Rather than having to generate a key with Plesk and order another SSL, you can do the following:

1) Remove the encrypted password from the key:

Remove the encryption from the RSA private key (while keeping a backup copy of the original file):

$ cp server.key server.key.org
$ openssl rsa -in server.key.org -out server.key

Make sure the server.key file is only readable by root:

$ chmod 400 server.key

Then just import in to Plesk! I found these directions at http://httpd.apache.org/docs/2.0/ssl/ssl_faq.html#removepassphrase for reference.

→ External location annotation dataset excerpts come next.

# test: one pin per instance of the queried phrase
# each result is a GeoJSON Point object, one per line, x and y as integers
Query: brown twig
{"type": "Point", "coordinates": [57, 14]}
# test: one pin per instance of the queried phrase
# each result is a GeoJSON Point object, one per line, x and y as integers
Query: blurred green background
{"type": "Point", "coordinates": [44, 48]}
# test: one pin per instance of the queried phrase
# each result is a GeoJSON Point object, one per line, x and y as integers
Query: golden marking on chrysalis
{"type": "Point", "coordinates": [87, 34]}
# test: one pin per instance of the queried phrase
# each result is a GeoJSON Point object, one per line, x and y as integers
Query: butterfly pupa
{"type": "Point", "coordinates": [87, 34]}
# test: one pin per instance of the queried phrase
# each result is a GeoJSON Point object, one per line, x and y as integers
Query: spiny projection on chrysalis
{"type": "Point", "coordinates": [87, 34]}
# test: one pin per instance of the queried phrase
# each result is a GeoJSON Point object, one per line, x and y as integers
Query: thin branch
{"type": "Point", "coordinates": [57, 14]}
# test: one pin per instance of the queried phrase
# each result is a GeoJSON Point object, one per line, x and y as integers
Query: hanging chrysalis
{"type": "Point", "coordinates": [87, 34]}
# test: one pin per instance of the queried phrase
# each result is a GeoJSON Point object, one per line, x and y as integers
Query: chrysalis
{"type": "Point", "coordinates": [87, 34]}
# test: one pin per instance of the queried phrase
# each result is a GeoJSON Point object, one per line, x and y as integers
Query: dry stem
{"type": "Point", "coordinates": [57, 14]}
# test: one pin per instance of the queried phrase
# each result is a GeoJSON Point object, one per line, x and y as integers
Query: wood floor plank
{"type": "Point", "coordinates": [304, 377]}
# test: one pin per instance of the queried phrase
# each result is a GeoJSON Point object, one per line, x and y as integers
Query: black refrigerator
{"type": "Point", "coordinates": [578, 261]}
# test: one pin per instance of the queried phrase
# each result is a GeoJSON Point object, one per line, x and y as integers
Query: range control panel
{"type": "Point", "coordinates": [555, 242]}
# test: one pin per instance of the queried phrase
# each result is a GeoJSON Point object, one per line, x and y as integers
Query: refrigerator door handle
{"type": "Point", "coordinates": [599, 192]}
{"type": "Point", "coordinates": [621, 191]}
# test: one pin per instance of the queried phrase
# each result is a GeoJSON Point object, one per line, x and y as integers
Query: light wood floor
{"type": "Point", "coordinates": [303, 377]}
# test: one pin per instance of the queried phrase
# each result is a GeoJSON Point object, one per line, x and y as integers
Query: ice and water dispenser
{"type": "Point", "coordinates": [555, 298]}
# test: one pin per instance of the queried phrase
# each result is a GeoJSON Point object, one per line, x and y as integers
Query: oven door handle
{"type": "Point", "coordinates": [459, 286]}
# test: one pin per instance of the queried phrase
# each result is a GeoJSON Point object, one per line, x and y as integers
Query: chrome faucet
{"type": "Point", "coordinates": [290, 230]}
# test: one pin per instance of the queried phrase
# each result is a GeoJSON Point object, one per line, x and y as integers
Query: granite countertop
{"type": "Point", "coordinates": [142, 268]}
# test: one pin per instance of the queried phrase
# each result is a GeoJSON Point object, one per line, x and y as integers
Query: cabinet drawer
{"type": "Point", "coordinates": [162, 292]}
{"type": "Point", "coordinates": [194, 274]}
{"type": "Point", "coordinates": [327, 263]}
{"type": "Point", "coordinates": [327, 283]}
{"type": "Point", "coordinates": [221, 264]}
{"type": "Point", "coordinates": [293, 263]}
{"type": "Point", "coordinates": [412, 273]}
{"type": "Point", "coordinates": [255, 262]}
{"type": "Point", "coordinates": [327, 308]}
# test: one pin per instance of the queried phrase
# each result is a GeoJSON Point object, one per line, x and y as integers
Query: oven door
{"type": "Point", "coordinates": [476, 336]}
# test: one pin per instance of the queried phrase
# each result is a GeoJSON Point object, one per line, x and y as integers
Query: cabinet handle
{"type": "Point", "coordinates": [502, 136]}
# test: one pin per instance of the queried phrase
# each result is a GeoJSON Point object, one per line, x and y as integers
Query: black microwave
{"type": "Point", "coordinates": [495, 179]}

Or, if you really want the encrypted password, then you can copy the https section out of the httpd.include in /conf for your virtual host. Then disable SSL for the domain, and create a new file: /etc/httpd/conf/yourdomain.conf and paste in the info you copied before. Cut out everything except what is between <ifmodule mod_ssl> and </ifmodule> (should be quite large).

Change the key to point to wherever you put the key and cert (usually /etc/httpd/conf/ssl.key and ssl.crt). Then in httpd.conf (before the line: include /etc/httpd/conf/httpd.include) put in: include /etc/httpd/conf/yourvhost.conf.

Reboot Apache and it will prompt you for your security password!

I really dislike the latter way of doing it, as it is quite messy, but it is indeed more secure if you require it.

You will have to change the paths I included here to match your distro of course!